Income Protection Insurance: Things You Should Know

Posted on July 29, 2020

Whether you are employed or self-employed, Income Protection Insurance is a smart move if you want to protect your standard of living throughout temporary or extended illness.

This piece aims to answer some of the more frequently-asked questions about how these polices work: how your premium payments are set by the insurance underwriters and how the choices you make can affect the amount you pay into the scheme and the amount you would receive in the event of incapacity.

It’s a top up to an agreed level, rather than a set amount

It’s important to understand that income protection policies are intended to replace or top up lost income, rather than pay out at a set rate no matter what.
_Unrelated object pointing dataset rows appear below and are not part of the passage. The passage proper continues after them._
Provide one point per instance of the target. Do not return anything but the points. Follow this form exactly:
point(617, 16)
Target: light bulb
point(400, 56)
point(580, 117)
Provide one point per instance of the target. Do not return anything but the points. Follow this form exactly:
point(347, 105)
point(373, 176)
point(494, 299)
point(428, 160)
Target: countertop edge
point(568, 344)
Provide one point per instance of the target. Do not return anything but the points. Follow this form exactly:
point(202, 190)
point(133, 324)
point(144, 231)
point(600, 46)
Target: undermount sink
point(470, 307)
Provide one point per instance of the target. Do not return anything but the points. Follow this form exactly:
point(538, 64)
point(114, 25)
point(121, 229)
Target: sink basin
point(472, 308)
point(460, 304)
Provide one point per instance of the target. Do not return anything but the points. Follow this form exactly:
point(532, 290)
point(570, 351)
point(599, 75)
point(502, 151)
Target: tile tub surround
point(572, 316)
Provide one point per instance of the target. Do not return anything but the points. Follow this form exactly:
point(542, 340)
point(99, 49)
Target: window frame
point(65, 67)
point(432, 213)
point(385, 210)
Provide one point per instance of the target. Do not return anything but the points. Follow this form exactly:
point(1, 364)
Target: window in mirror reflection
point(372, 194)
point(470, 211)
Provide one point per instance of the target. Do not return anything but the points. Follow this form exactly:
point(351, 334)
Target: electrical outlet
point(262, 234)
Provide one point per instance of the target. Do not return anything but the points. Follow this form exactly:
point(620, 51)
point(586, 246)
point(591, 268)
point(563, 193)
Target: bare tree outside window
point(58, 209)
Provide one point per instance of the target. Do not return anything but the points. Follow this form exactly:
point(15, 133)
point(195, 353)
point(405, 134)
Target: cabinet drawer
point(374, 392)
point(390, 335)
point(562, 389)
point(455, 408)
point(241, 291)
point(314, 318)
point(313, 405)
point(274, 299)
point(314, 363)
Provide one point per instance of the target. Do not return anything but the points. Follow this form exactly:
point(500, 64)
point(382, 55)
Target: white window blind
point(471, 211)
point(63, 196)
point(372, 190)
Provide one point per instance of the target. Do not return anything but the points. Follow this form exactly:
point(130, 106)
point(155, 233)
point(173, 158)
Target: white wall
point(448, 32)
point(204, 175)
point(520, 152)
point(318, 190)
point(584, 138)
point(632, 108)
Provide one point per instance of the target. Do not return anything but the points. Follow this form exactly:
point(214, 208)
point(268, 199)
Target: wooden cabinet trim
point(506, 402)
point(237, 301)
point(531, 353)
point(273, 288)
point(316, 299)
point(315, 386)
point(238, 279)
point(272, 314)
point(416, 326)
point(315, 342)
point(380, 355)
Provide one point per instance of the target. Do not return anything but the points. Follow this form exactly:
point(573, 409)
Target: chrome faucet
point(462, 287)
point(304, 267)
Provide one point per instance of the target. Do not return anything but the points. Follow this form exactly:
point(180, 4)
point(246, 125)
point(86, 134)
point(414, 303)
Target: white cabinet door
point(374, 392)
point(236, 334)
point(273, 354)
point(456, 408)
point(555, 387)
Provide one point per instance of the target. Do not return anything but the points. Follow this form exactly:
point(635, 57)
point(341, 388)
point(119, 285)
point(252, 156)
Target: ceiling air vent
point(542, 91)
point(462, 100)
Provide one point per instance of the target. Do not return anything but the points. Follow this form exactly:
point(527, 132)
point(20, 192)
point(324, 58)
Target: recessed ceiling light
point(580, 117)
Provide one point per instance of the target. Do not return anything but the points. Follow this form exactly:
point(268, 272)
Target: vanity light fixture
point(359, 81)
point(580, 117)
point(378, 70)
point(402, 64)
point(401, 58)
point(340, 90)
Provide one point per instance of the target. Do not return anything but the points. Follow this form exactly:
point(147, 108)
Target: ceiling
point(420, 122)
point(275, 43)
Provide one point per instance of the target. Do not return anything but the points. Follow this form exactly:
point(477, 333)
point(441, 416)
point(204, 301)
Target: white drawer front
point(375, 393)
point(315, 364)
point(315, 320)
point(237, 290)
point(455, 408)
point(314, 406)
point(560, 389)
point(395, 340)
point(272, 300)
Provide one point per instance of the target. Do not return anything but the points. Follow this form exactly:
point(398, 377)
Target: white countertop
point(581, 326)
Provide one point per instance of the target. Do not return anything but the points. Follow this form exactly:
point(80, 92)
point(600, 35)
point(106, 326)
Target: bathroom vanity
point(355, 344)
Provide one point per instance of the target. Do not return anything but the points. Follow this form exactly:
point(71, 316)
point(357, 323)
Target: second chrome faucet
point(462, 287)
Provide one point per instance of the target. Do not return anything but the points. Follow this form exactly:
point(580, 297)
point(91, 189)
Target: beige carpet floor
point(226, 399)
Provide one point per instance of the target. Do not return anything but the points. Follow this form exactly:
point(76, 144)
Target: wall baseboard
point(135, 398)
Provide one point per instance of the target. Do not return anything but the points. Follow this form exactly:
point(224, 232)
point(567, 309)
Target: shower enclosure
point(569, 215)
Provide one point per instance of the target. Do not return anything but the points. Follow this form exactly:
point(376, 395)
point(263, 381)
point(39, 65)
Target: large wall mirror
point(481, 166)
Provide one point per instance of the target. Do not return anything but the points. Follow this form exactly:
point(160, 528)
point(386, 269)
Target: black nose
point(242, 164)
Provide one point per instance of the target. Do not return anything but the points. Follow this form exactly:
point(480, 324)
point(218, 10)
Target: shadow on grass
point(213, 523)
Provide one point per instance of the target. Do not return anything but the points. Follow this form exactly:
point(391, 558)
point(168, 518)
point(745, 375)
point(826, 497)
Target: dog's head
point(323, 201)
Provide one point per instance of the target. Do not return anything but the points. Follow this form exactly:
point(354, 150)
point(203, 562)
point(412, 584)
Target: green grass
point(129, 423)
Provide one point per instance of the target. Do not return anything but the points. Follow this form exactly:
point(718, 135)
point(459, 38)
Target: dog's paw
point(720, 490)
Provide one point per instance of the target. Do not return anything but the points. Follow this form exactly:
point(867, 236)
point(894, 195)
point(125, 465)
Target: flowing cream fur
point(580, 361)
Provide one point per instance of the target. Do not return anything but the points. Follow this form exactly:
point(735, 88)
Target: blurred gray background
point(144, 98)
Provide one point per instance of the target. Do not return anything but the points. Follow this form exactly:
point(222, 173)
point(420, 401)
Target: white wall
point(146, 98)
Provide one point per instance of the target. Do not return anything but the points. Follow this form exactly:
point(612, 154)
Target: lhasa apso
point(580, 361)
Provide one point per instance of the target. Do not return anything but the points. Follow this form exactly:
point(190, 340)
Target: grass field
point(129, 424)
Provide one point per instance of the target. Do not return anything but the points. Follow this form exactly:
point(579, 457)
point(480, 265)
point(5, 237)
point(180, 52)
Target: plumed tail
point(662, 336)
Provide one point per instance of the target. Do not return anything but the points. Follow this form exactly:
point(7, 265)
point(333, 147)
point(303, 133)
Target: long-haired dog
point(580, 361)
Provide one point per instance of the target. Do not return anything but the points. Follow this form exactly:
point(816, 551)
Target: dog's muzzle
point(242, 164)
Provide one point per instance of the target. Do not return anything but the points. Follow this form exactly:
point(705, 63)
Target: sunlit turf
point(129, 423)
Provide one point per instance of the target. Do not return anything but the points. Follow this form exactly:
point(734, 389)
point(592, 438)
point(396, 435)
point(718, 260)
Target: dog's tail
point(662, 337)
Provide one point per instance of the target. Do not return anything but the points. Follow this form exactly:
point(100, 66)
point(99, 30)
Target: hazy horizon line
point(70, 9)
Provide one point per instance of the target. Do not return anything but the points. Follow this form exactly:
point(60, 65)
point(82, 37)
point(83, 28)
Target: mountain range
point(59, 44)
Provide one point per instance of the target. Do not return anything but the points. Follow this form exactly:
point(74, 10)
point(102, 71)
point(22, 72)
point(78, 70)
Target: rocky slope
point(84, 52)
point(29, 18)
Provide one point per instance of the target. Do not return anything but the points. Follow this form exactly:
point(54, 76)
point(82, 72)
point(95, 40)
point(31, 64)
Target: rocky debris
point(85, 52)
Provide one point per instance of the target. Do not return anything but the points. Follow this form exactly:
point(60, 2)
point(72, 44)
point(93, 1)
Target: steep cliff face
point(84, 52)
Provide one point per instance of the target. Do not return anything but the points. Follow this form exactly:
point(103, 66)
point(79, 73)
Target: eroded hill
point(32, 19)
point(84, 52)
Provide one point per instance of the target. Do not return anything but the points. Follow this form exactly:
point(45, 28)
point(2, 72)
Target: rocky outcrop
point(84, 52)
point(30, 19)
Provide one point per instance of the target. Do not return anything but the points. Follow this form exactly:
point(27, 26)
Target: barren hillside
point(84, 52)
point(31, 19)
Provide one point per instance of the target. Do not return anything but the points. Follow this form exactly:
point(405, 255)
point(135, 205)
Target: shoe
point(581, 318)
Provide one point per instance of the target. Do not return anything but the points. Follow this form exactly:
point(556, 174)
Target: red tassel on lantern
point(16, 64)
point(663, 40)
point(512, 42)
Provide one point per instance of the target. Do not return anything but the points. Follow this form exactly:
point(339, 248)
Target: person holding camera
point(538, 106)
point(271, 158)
Monthly payments made to you under your policy will be adjusted according to the other financial support you receive from your employer or from the government. Let’s say you’re covered to 60% of your salary. If you’re in PAYE employment then you might have a comprehensive sickness benefits package already in place: depending on how generous your employer has been you might be covered to retirement. Your IP income will top you up to 60% after your other monthly receipts are taken into account.

There might be state benefits that you are entitled to. If you claim and receive these, you’re expected to declare this as you would any employer sickness benefit: your cover is there to top you up to an agreed level of income. However,  it is likely that your receiving an income from a personal income protection policy would affect your entitlement to any means-tested benefits.

How your income is calculated if you’re self employed

For the self-employed, a common method used for calculating the monthly support offered by the policy would be a year’s pre-tax profit (i.e. after trading expense deduction), with the date of your illness or injury being used to work backwards from to arrive at the 12 months to be assessed. However it is also not unusual for this assessment period to run over three years, in recognition of the fact that self-employed earnings can vary quite a bit from year to year.

Factors insurance underwriters take into account

The final contribution you’ll be asked to make monthly to maintain your cover depends on quite a few things, but there are four main initial considerations:

  • your occupation (some are more ‘risky’ than others);
  • your age (a general indicator for health prospects);
  • your actual health (and whether you have any existing conditions or ailments);
  • whether you smoke or not (tobacco use is the second biggest mortality risk globally according to WHO).

Policy modifiers

However, there are a number of policy modifiers, and the choices you make on each of these modifiers will not just change the level of cover but also your monthly payments towards the scheme.

Occupation class

Probably the most important policy modifier is the ‘occupation class’ which determines the circumstances under which you are covered with reference to your employment prospects.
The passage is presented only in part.